Deriving the Equation v^2=U^2+2as using Physics Principles

[stuwalshe]

Hi, I need help with the following, I don't think it is too hard but I don't know how to approach it.

given that v=u+at and s=ut+1/2at^2

show that v^2=U^2+2as

thankyou

 

[cristo]

Have you tried anything yet? Please note that for homework questions you must show your work before we can help you.

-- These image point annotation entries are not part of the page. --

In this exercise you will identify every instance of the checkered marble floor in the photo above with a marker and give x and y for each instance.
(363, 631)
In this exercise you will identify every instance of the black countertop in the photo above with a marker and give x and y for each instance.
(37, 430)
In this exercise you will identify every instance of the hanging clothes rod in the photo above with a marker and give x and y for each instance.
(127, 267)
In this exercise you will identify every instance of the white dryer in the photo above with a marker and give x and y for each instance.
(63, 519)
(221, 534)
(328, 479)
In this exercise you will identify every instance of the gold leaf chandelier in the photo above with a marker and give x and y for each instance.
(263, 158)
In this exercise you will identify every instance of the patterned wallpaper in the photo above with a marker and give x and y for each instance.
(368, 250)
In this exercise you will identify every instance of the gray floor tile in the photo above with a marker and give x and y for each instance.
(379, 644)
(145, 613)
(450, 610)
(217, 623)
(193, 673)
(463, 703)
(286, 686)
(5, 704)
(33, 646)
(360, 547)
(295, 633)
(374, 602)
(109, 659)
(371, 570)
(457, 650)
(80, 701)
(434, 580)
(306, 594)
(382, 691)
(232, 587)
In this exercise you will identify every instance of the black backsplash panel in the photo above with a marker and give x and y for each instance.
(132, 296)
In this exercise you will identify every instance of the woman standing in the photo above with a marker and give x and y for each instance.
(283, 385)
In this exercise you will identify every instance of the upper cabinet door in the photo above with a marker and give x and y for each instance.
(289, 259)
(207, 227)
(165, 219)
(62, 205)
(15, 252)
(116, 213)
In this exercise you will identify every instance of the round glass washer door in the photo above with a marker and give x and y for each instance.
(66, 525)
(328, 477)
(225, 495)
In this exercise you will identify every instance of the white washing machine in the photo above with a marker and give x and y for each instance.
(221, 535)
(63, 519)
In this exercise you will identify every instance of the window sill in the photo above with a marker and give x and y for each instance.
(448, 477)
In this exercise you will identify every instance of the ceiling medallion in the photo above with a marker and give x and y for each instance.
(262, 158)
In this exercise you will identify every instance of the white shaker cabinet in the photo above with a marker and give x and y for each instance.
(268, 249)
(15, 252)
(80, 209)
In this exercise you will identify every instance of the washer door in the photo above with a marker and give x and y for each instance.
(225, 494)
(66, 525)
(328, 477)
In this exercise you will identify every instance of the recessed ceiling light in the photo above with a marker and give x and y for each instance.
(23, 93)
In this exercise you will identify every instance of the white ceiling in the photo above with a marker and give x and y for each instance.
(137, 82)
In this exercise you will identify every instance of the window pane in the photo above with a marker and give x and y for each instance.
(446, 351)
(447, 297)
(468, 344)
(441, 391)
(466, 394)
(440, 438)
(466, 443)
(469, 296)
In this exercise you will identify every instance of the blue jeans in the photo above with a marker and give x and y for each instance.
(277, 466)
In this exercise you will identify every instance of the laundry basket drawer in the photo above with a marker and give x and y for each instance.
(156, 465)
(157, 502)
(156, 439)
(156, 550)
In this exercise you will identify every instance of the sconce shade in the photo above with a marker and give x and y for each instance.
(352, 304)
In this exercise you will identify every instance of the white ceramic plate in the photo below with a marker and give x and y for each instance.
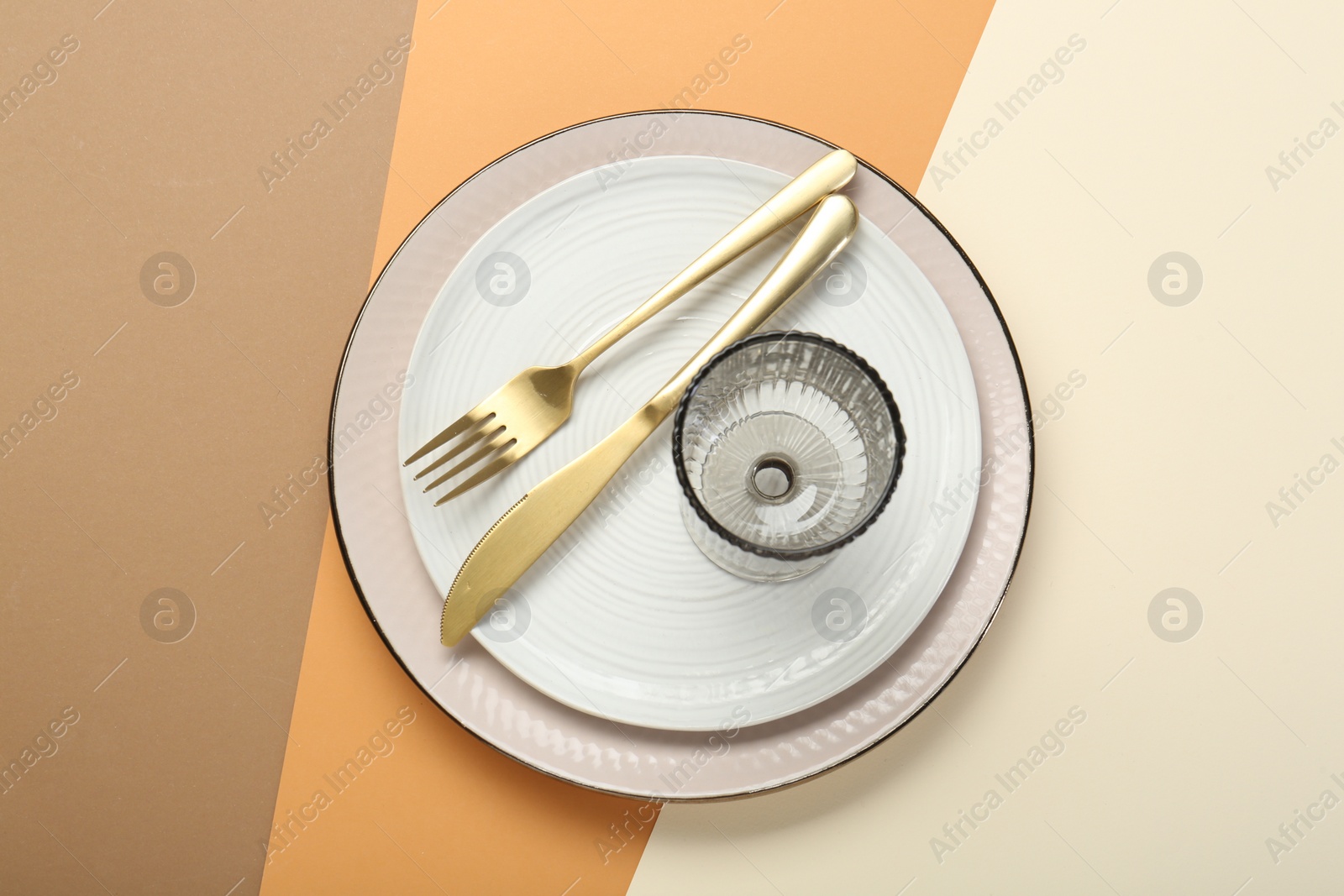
(624, 617)
(468, 683)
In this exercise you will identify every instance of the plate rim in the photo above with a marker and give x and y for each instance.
(674, 799)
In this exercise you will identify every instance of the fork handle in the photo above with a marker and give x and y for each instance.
(830, 230)
(830, 174)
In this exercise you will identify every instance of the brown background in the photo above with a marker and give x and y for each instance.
(152, 472)
(183, 423)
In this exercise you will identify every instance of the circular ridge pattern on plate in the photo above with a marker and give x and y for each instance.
(521, 721)
(625, 618)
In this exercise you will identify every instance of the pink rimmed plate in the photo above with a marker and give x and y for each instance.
(539, 731)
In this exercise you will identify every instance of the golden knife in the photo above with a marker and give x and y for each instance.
(524, 532)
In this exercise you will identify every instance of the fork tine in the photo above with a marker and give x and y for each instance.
(480, 476)
(454, 429)
(499, 441)
(484, 432)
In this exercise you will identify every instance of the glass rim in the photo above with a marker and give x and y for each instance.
(738, 542)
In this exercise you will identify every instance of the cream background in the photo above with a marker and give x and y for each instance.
(1156, 476)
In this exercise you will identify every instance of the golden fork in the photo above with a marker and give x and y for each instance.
(533, 405)
(526, 531)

Here's a hint: look at the variables in the equation you are trying to show. There is one variable that is present in the first two equations, but not in the final one. Can you write one of the first two in a way such that you can eliminate this variable?

 

[stuwalshe]

cristo
I can see that t is common to both the first equations but not in the 3rd, I guess they cancel out some how, I have made t the subject of the first equation. i.e

v=u+at == t=(v-u)/a.

I think I then have to substitute this into the second equation, this is where I come unstuck, I am unsure of how to substitute the 2 equations together.
t=(v-u)/a
s=ut+1/2at^2

do I then multiply both sides of each equation? i.e

st=ut+1/2at^2(v-u)/a ?

if so then I am unsure how to eliminate the t's and how to get the u^2
thankyou

 

[cristo]

cristo
I can see that t is common to both the first equations but not in the 3rd, I guess they cancel out some how, I have made t the subject of the first equation. i.e

v=u+at == t=(v-u)/a.

Good.

I think I then have to substitute this into the second equation, this is where I come unstuck

Good idea. The easiest way to proceed is to take t=(v-u)/a and substitute it directly into the equation s=ut+1/2at^2. So, you would obtain s=u\cdot\left(\frac{(v-u)}{a}\right)+\frac{1}{2}a\left(\frac{(v-u)}{a}\right)^2

Can you continue from here by simplifying?

 

[stuwalshe]

thanks for your help, could you please take me back a step and explain how you got rid of the t's,

For some reason I am really struggling with this one, when I look to simplify the expression you came up with, I can't seam to think of how to get to where I want to be.
do you think you could start me off.

stu

 

[stuwalshe]

sorry mate, I was being silly, I understand how the t's cancel, like you said you just substituted them, I think I have done too much today, I still can't see how to simplify the equation though, if you could start me off that would be great.

stu

 

[cristo]

Well, I presume you can multiply out the first term. For the second term take out a^2 from the denominator, and then expand (v-u)^2 using whichever technique you have learnt.

 

[stuwalshe]

i expanded to

2as=(uv-u^2)/au + (v^2-2uv+v^2)/a^2

I do not think this is correct though because nothing seams to cancel
sorry about this
stu